Residents who spoke to the daily said their worst fear came from ISIS fighters going door to door asking about the numbers of married and unmarried women in the house.
I told them that there were only two women in the house and both were married, Abu Lahid, one resident, told the paper.
They said that many of their mujahedin [fighters] were unmarried and wanted a wife. They insisted on coming into my house to look at the womens ID cards [which in Iraq show marital status].
Isis says its men have been ordered not to bother local people if they are Sunni, but in many places they are imposing their puritanical social norms in the towns they have captured. In Mosul people were at first jubilant that Isis had removed the checkpoints that for years had made movement in the city very slow.
Merchants and farmers were ordered to reduce the prices of their goods. But tolerance and moderation on the part of Isis is intermittent and may be temporary. In one case in Mosul a woman was reportedly whipped, along with her husband, because she was only wearing a headscarf rather than the niqqab cloak covering the whole body. In some captured towns fanatical Isis militants start imposing rules about womens clothing, watching TV in coffee shops and cigarette smoking almost before the fighting is ended.

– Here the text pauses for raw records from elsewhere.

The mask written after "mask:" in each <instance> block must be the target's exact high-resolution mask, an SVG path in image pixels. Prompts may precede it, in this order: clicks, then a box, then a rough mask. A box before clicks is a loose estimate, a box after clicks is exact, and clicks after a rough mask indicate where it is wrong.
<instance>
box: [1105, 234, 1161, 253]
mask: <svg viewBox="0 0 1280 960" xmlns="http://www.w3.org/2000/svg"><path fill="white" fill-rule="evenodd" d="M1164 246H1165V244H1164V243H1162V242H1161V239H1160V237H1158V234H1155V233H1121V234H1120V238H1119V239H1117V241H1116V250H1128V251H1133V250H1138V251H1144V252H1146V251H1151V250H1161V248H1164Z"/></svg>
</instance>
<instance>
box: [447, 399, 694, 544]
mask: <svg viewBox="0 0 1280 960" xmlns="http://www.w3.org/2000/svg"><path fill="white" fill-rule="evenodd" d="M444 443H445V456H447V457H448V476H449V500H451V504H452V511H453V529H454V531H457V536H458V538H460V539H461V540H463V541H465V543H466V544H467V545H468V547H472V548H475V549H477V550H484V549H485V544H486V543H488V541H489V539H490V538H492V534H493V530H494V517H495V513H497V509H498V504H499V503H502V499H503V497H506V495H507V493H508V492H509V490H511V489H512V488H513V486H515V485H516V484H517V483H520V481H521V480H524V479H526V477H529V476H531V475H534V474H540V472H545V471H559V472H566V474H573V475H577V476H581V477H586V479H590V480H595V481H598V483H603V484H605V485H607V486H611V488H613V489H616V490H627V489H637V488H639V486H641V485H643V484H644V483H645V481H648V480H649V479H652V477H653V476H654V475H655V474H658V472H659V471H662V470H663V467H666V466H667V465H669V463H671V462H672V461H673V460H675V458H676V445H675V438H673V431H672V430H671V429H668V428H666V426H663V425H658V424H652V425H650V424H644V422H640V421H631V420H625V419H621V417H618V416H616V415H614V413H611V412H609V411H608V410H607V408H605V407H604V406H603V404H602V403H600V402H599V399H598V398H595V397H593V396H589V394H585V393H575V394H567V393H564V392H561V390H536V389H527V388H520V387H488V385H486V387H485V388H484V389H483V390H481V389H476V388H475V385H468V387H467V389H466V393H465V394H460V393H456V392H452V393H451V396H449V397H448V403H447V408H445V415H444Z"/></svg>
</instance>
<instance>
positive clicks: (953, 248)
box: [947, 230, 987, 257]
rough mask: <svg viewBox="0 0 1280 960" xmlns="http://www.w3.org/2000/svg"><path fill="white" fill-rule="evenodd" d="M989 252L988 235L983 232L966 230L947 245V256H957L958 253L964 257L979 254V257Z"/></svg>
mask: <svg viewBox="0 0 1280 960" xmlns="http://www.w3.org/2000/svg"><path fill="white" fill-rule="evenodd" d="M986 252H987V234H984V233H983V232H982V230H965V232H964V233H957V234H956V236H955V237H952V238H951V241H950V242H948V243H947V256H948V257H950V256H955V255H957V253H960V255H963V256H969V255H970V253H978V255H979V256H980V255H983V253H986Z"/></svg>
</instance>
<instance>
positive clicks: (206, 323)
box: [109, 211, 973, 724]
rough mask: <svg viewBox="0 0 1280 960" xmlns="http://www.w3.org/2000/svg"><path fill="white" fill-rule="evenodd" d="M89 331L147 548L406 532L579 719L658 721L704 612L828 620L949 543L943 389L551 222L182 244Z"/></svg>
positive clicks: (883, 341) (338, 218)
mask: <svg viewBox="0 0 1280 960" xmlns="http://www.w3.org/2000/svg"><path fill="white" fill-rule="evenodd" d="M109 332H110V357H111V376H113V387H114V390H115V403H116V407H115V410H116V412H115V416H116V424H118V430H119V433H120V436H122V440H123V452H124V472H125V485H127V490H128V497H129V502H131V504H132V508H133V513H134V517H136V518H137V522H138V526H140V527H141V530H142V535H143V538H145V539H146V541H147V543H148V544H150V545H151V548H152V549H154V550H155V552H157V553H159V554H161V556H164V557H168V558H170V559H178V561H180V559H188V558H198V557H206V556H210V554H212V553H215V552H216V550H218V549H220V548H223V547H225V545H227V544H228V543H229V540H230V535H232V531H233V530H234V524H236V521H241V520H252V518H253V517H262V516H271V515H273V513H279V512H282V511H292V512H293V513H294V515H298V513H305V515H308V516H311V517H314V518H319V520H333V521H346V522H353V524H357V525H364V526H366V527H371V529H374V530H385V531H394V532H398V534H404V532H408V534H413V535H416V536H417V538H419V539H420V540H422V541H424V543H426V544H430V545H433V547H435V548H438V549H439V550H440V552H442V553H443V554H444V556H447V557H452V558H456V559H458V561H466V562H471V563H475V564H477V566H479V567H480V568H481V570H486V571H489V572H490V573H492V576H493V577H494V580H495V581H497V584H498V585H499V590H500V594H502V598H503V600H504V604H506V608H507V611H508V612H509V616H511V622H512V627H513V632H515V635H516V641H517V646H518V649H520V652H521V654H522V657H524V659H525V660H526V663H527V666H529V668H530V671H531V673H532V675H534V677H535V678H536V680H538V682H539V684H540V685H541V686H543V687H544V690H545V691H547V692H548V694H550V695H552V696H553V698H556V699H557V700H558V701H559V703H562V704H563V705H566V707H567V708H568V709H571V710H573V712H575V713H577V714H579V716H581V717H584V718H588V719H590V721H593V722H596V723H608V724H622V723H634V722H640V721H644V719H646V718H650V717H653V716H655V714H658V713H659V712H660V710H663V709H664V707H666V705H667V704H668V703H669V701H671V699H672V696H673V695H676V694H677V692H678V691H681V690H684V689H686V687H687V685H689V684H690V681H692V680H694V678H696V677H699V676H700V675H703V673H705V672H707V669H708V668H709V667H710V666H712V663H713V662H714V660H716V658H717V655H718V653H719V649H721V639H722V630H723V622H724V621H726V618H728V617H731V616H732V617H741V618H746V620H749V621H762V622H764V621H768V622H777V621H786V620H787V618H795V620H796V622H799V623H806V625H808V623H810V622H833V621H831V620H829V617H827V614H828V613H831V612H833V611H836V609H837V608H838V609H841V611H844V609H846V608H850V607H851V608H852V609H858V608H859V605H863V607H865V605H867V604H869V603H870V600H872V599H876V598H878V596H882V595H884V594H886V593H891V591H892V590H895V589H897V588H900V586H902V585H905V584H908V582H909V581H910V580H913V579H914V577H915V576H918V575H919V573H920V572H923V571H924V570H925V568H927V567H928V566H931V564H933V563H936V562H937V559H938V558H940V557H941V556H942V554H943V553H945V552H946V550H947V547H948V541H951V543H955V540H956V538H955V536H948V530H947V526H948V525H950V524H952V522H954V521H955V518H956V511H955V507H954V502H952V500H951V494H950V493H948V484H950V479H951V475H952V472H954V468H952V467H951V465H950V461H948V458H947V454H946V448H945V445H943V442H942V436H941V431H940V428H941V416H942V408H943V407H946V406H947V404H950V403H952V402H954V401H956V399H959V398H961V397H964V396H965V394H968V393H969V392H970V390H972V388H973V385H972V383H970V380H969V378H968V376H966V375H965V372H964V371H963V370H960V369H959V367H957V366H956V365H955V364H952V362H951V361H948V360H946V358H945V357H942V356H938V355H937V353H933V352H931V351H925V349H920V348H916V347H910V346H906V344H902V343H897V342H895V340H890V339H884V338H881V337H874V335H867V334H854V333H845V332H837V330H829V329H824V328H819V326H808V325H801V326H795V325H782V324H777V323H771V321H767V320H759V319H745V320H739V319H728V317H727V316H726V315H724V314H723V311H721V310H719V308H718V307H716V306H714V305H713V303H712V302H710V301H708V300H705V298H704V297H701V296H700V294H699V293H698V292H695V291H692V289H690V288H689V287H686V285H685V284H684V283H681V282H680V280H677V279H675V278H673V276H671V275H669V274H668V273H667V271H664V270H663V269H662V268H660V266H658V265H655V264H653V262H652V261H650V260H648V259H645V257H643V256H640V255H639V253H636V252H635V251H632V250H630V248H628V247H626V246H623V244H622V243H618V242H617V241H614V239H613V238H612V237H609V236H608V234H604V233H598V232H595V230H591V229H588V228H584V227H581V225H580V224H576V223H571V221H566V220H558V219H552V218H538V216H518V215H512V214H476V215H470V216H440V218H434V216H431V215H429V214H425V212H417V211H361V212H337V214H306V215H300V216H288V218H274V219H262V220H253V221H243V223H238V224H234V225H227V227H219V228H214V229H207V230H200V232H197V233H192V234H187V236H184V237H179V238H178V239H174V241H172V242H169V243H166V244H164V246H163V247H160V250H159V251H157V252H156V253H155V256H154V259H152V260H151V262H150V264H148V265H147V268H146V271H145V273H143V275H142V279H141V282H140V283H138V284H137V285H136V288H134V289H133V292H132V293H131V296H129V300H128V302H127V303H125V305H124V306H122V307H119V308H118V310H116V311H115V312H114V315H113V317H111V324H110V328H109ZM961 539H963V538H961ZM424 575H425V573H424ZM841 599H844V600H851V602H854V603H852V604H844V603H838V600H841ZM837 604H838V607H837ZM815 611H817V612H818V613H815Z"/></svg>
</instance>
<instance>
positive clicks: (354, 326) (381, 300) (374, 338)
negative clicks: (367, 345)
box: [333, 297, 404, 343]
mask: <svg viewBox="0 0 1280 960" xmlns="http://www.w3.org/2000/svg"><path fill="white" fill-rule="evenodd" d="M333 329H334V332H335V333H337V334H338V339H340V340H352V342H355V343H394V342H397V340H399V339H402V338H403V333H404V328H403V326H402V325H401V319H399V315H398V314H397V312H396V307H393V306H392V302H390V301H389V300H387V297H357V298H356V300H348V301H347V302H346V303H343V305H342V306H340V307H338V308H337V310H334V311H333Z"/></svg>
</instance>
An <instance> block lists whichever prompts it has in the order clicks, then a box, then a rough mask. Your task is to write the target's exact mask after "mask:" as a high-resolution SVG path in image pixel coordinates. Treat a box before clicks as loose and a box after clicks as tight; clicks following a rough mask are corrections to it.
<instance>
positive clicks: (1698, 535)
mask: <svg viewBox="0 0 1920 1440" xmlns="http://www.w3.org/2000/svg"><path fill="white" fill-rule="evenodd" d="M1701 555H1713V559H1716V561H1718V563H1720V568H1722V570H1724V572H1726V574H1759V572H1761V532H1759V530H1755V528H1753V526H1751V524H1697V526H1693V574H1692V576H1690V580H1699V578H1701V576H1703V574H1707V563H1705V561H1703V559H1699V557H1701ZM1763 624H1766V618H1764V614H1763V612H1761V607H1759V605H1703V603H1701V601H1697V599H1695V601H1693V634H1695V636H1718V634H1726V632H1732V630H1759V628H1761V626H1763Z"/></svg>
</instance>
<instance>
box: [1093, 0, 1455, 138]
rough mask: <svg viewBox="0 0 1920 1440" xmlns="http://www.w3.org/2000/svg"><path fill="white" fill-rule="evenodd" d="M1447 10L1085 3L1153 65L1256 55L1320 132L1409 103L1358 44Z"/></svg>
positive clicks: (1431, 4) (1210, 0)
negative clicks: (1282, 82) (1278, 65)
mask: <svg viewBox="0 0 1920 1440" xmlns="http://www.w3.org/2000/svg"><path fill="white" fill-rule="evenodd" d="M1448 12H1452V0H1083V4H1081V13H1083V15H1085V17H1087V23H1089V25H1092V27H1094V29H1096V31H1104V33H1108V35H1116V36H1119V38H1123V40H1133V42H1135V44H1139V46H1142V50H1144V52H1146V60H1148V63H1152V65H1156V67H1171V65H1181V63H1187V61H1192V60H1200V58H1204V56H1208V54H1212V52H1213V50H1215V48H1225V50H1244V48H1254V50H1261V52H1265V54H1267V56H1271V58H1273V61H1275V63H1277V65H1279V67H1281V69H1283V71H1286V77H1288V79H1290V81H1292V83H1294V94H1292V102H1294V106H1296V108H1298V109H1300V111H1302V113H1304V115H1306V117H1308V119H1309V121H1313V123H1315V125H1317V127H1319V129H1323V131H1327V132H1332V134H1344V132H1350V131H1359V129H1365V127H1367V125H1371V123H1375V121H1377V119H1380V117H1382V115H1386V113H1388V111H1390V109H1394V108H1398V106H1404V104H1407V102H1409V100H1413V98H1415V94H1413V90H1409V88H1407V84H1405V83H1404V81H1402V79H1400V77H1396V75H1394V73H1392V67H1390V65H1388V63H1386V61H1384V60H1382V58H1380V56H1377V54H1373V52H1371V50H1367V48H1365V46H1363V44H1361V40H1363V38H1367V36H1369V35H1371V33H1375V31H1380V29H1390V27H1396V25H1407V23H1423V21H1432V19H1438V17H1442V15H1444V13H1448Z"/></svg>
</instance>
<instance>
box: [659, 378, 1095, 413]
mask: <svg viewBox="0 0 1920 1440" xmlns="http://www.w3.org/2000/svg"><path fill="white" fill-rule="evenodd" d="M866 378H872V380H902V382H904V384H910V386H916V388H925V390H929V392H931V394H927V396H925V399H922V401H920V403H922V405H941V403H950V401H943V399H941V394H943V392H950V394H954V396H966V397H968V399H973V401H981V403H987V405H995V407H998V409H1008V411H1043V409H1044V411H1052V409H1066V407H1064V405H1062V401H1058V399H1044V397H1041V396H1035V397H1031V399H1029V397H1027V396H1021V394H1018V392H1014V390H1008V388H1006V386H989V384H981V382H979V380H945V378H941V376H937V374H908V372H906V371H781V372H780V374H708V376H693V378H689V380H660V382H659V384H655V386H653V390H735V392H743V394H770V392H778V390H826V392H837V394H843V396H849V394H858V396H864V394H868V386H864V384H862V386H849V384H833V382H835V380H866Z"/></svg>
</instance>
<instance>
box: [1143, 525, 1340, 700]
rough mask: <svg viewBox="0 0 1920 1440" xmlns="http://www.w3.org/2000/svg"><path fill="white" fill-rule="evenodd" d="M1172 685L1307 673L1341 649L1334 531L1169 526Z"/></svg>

The restraint, or lack of it, shown by Isis has important political implications. When al-Qaida in Iraq, the forerunner of Isis, insisted on local women marrying their fighters during the civil war between 2004 and 2008, they alienated much of the Sunni community. I would rather have my door kicked in by American soldiers than by al Qaida because, with the Americans, I would stand a better chance of staying alive, a young Sunni man in Baghdad said at the time. Such feelings enabled the Americans to create Sahwa, an anti-al-Qaida force among the Sunni community.
Isis could isolate itself again through its brutality and bigotry, though its leaders show signs of recognising where they went wrong last time.
Its fighters act as the shock troops of what has turned into a general Sunni uprising, but it is only one part, albeit the most important, of a loose alliance of seven or eight militant groups that could easily break apart.
For now, it is held together by a common sense of grievance and hatred against Nouri al-Maliki, the Prime Minister. The departure of Mr Maliki will remove part of the glue holding together the Isis-led alliance.
Some strains between the Sunni rebel factions are already evident: When the Naqshabandi Army, of which Saddam Husseins former deputy Izzat al-Douri is titular head, put up posters of Saddam in Mosul, Isis gave them 24 hours to take them down or face the consequences. The Naqshabandi Army did not want a confrontation and complied.